Didapat dari proses penyabunan alkali dengan lemak atau asam lemak tinggi.
Tujuan
J     Anti septik
J     Anti ketombe
J     Anti akne
J     Anti jamur
Keuntungan:
            Daerah pengobatannya luas, bersih tak berbekas.
Contoh   :
1.      Sapo kalimas, sabun Hijau
J     Lemak, kuning kehijau-hijauan / kecoklatan
J     Mengandung Glycerin
J     Dibuat dari KOH + Minyak Nabati.
2.   Sapo Medicating
J     Keras kekuning-kuningan tidak mengandung Glicerin.
J     Dibuat dari Na OH + Minyak / Lemak meningkat.

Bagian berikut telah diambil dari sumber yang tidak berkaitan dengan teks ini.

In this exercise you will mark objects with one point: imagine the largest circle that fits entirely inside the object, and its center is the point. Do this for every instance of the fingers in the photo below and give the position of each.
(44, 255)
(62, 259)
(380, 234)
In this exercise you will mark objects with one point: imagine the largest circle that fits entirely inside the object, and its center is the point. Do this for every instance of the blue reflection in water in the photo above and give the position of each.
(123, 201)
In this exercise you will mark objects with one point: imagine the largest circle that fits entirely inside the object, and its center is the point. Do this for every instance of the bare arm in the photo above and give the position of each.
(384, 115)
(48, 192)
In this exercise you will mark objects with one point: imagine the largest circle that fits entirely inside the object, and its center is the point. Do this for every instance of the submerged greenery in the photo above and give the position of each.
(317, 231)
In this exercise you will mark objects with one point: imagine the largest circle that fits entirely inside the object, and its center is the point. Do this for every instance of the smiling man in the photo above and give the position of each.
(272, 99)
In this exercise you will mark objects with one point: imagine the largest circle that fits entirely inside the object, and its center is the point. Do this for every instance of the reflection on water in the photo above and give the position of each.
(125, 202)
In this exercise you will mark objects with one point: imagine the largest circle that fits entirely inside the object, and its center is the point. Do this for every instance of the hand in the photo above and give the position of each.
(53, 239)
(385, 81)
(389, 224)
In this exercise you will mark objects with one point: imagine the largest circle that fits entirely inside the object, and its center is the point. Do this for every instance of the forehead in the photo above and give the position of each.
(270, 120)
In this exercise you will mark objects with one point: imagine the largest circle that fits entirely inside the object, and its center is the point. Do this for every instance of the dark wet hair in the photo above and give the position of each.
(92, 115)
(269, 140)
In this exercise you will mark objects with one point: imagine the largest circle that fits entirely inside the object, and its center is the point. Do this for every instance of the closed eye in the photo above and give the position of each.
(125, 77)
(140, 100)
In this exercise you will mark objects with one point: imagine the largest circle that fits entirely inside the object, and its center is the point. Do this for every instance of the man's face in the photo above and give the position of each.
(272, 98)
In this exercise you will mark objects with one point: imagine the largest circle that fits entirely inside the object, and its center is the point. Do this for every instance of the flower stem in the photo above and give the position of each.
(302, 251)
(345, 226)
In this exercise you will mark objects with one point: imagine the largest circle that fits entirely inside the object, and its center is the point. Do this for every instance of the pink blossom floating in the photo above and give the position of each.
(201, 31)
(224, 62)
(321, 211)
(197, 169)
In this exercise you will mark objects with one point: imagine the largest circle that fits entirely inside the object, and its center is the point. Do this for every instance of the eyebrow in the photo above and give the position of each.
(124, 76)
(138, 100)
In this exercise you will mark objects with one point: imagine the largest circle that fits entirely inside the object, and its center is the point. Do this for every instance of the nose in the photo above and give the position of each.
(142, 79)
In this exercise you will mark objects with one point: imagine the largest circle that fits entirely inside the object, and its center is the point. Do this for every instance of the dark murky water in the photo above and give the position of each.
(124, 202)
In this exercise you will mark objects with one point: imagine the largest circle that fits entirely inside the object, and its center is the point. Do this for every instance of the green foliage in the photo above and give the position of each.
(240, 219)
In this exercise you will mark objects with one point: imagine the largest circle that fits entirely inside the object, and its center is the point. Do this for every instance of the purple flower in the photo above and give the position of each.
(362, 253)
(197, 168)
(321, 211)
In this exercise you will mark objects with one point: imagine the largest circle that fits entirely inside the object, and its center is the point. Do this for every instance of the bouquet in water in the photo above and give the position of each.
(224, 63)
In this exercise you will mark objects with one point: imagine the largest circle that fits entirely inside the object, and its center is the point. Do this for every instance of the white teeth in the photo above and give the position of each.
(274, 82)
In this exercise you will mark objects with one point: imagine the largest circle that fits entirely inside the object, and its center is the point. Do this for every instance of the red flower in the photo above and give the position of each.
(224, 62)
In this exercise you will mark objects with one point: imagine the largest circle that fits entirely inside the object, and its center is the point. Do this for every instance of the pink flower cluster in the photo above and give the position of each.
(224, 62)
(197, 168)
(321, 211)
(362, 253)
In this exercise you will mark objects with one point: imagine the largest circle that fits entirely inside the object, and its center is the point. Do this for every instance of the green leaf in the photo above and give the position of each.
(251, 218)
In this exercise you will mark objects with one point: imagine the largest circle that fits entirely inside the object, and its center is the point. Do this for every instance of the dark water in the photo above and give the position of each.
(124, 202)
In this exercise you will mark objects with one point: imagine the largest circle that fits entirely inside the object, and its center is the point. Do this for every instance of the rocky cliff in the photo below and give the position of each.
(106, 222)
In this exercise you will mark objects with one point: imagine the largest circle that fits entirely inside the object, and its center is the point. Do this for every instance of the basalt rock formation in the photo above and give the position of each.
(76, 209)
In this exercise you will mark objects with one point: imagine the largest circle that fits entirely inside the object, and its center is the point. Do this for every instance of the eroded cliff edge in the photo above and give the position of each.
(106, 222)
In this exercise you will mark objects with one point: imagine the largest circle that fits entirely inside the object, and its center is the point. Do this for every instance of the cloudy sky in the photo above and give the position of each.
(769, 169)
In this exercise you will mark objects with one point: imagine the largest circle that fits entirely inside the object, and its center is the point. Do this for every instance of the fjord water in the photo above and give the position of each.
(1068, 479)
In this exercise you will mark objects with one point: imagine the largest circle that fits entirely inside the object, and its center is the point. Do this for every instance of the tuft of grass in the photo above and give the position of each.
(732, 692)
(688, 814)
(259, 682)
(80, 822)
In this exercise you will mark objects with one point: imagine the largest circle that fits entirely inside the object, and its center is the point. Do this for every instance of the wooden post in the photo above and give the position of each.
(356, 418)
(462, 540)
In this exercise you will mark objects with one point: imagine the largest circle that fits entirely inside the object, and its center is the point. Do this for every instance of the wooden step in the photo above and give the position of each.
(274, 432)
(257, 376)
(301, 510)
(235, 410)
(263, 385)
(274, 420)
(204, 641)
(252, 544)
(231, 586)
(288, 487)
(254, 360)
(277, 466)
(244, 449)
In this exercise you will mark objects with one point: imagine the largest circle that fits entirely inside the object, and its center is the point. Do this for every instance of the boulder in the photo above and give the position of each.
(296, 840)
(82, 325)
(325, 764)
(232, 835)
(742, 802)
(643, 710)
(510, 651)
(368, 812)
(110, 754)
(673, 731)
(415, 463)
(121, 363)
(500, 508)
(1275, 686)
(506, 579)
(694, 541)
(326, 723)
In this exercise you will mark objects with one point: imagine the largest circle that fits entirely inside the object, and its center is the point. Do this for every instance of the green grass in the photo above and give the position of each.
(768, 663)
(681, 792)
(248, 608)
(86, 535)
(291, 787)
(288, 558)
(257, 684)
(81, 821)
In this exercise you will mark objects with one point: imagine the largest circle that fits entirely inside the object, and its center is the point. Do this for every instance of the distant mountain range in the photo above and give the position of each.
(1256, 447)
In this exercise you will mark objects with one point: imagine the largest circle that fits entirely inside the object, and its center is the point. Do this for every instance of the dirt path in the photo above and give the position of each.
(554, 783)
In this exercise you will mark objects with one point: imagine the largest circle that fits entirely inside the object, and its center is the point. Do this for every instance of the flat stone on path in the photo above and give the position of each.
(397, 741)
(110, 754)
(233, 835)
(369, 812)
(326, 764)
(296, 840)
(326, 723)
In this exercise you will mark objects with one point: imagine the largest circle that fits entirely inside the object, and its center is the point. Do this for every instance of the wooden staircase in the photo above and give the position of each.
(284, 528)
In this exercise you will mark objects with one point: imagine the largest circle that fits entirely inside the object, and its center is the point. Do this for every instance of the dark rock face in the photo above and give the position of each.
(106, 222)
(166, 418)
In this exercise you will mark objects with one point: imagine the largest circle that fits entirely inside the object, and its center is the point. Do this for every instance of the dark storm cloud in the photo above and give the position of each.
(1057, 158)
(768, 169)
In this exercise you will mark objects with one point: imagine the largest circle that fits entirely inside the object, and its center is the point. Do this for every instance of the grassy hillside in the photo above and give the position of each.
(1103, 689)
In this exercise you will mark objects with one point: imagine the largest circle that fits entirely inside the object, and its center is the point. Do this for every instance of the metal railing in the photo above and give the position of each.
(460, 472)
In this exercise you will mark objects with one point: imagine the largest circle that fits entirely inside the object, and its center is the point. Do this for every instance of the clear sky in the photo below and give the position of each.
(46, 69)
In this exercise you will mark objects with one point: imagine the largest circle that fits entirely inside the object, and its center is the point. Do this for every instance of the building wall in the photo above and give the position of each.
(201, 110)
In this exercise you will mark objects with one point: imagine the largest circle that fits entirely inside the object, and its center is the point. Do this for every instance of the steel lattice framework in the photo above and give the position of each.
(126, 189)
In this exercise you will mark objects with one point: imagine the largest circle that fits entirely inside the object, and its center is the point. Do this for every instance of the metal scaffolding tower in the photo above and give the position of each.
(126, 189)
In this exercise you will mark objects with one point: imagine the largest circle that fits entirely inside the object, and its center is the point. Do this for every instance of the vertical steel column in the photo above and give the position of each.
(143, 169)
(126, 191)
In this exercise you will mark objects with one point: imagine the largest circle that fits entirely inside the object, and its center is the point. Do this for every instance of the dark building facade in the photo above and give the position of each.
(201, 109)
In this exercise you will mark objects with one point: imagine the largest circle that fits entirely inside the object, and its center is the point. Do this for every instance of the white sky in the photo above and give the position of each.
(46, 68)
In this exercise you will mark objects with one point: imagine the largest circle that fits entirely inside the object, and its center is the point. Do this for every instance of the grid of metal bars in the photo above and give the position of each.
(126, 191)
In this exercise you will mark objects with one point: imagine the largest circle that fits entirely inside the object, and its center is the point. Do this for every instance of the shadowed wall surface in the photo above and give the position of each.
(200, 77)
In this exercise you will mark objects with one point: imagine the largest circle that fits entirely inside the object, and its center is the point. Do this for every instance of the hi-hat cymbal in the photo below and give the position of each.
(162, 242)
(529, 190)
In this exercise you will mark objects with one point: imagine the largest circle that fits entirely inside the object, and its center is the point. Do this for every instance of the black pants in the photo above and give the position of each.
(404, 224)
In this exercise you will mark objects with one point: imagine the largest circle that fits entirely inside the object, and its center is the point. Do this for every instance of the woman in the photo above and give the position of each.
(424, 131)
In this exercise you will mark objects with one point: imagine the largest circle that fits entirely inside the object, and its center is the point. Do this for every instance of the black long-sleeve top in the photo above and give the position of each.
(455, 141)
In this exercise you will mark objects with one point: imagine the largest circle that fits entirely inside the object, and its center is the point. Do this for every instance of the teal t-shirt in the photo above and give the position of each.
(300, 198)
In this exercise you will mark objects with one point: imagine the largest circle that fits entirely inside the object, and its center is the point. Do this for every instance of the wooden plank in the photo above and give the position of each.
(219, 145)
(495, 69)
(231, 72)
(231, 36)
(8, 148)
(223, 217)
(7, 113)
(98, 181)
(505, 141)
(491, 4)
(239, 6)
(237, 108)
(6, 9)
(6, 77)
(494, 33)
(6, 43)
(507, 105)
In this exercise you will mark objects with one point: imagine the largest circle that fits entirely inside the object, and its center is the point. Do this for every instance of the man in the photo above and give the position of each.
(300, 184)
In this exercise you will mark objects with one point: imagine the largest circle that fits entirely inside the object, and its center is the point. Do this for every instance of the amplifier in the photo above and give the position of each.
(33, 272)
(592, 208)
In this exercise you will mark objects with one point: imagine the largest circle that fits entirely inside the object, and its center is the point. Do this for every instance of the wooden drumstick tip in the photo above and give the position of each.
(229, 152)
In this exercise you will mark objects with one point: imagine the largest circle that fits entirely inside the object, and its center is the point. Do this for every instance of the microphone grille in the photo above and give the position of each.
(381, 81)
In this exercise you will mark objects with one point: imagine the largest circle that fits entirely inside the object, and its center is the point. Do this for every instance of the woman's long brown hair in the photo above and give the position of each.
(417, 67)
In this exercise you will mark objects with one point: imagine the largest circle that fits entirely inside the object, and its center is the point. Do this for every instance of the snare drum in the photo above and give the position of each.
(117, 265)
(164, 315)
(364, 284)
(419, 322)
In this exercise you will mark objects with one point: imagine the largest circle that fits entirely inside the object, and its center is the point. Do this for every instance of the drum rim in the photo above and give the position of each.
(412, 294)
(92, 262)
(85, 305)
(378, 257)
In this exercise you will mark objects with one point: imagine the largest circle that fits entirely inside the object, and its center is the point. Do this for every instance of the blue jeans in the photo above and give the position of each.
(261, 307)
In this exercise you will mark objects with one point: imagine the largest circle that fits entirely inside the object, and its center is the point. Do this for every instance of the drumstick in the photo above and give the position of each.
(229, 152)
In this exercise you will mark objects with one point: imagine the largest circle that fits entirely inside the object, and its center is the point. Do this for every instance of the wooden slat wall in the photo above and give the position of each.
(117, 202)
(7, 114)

Sapo Superadiparatus.dibuat dari sapo medicatus + 16 % Sapo kalimas + 4 % adeps lanal.
Sapo Superadipatus sering digunakan sebagai basis bagi bahan berkhasiat
J     Balsanum peruvianum                     Sabun Purol
J     Ichtyol                                            Sabun Ichtyol
J     Sulfur Precipitatum              Sabun Deosulfur
J     Phenol                                            Sabun Anti septik
J     Oxymercuri –O- Toluyl Natrium     Sabun Afridol.

4.6 Collemplastrum (Plester)

Definisi    :
Sediaan  ½  padat yang penggunaannya sebagai obat luar, dioleskan pada kain yang elastis , diaplikasikan pada kulit yang sakit.
Tujuan  :
J     Counter Irritant
J     Keratolitik
J     Anti septik
Contoh   :
J     Collemplastum ad clavos : mengandung Acidum Salicylicum konsentrasi tinggi (10-20%)sebagai keratolitik untuk clavus (katimumul).
J     Collemplastrum Zinci Oxydi : mengandung Zinci Oxydum sebagai antiseptik. Contohnya (Leucoplast).
J     Collemplastrum yang mengandung MethylSalicylas atau Oleoresin dari Capsicum untuk ditempelkan pada kulit guna mengurangi berbagai penyakit otot secara lokal (myalgia). Contohnya Salonpas.